Era fama que el señor, profesor universitario, doctor en Letras —el mejor traductor al castellano de Catulo, Propercio, Virgilio y muchos clásicos más— no era el mejor maestro de aula. Algunos afirmaban que era aburrido, que dictaba sus clases. Puede ser. Nunca me tocó en el aula sino en la vida. Y así ha sido con muchos otros grandes escritores que se tomaron unos cuantos minutos para responder a alguna pregunta o inquietud mías. Y muchas veces ni ha sido necesario formular pregunta alguna: su sola conversación iluminaba. Así eran Octavio Paz, Carlos Illescas, Tomás Segovia, Alí Chumacero, Tomás Mojarro, Huberto Batis, Elías Nandino, Salvador Elizondo, Luis Mario Schneider, Frank Dauster: generosos con su sonrisa, su conversación, sus observaciones, su sentido del humor.
Adam Grant, un psicólogo organizacional, escribió en su artículo "Those Who Can Do, Can't Teach" ("Quienes no pueden hacerlo, dan clases"; New York Times, 29 de agosto de 2018, Opinion) que los mejores maestros son aquellos que tuvieron que luchar por dominar su área de conocimiento, que entienden las dificultades de quienes se le acercan por vez primera. Los genios —argumenta— como Einstein simplemente no captan lo difícil, lo endemoniado, de la materia que enseñan. Ni ven ni escuchan ni entienden a sus alumnos; están en otro nivel. Me imagino que Einstein habrá impartido sus mejores clases en algún bar de Princeton, con un par de cervezas de por medio. Deben de haber sido sus adjuntos quienes les abrían los ojos a los estudiantes de licenciatura en aquellos años en Berna y Zurich, Suiza, y en Nueva Jersey.
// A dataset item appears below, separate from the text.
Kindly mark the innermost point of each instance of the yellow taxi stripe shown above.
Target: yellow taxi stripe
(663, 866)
Algunos maestros nos inspiran enseñando en clase. Son los más y los más importantes para el 99 por ciento de la población. Otros maestros inspiran con que solo los veamos ejercer su arte, su oficio, su disciplina científica o técnica. No es necesario que hablen mucho, y las dos o tres palabras que salgan de su boca valen años de talacha, investigación, ensayo y error. Son oro molido. Pero hay que tener oídos para escuchar y cierto talento para aplicar lo que se escucha. Como hay de maestros a maestros, también hay de alumnos a alumnos.
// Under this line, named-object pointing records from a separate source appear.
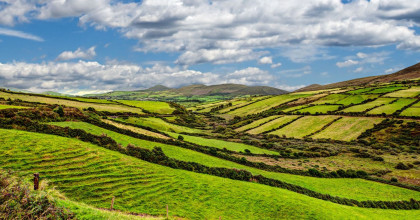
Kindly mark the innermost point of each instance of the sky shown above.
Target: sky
(94, 46)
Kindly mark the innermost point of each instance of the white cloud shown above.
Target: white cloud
(347, 63)
(76, 77)
(78, 54)
(19, 34)
(265, 60)
(200, 31)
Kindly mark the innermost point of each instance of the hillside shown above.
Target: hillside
(191, 93)
(412, 72)
(322, 154)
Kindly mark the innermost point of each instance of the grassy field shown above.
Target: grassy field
(411, 92)
(319, 109)
(414, 110)
(372, 104)
(159, 124)
(77, 104)
(273, 124)
(151, 106)
(265, 104)
(347, 128)
(91, 174)
(355, 99)
(391, 108)
(330, 99)
(386, 89)
(339, 187)
(11, 106)
(304, 126)
(256, 123)
(233, 146)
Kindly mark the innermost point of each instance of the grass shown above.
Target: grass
(151, 106)
(355, 99)
(159, 124)
(77, 104)
(11, 106)
(265, 104)
(330, 99)
(273, 124)
(233, 146)
(256, 123)
(408, 93)
(319, 109)
(347, 128)
(372, 104)
(387, 89)
(412, 111)
(391, 108)
(90, 174)
(304, 126)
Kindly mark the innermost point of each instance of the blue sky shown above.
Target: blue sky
(78, 47)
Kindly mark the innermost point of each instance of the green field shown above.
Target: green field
(386, 89)
(355, 99)
(159, 124)
(273, 124)
(411, 92)
(330, 99)
(233, 146)
(372, 104)
(304, 126)
(11, 106)
(347, 128)
(360, 91)
(339, 187)
(391, 108)
(414, 110)
(265, 104)
(256, 123)
(77, 104)
(93, 175)
(151, 106)
(319, 109)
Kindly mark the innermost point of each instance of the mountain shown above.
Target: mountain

¿Qué hace falta, pues, para que un gran creador, pensador, investigador sea también un gran profesor? El factor esencial radica en que el maestro se interese genuinamente en el deseo de sus alumnos de aprender, que entienda de dónde vienen, cuáles son sus lagunas; de qué tamaño, su ignorancia. Si sabe aprovechar su deseo de aprender, las lagunas se llenarán con rapidez, la ignorancia se disipará con la entusiasta búsqueda fuera de clase, con la práctica cotidiana del oficio, con luchar contra la adversidad bajo la guía discreta del maestro.
Esto es innato en cualquier buen profesor, pero cuando el alumno lo rebasa, cuando su talento lo lleva más lejos, tendrá que hallar a aquellos otros maestros, los cuales no siempre son los mejores del aula sino de la vida. Serán aquellos que, en momentos clave, nos abrirán los cofres de sus tesoros. Puede ser un par de palabras, una sonrisa, su manera de alterar la sintaxis de un endecasílabo.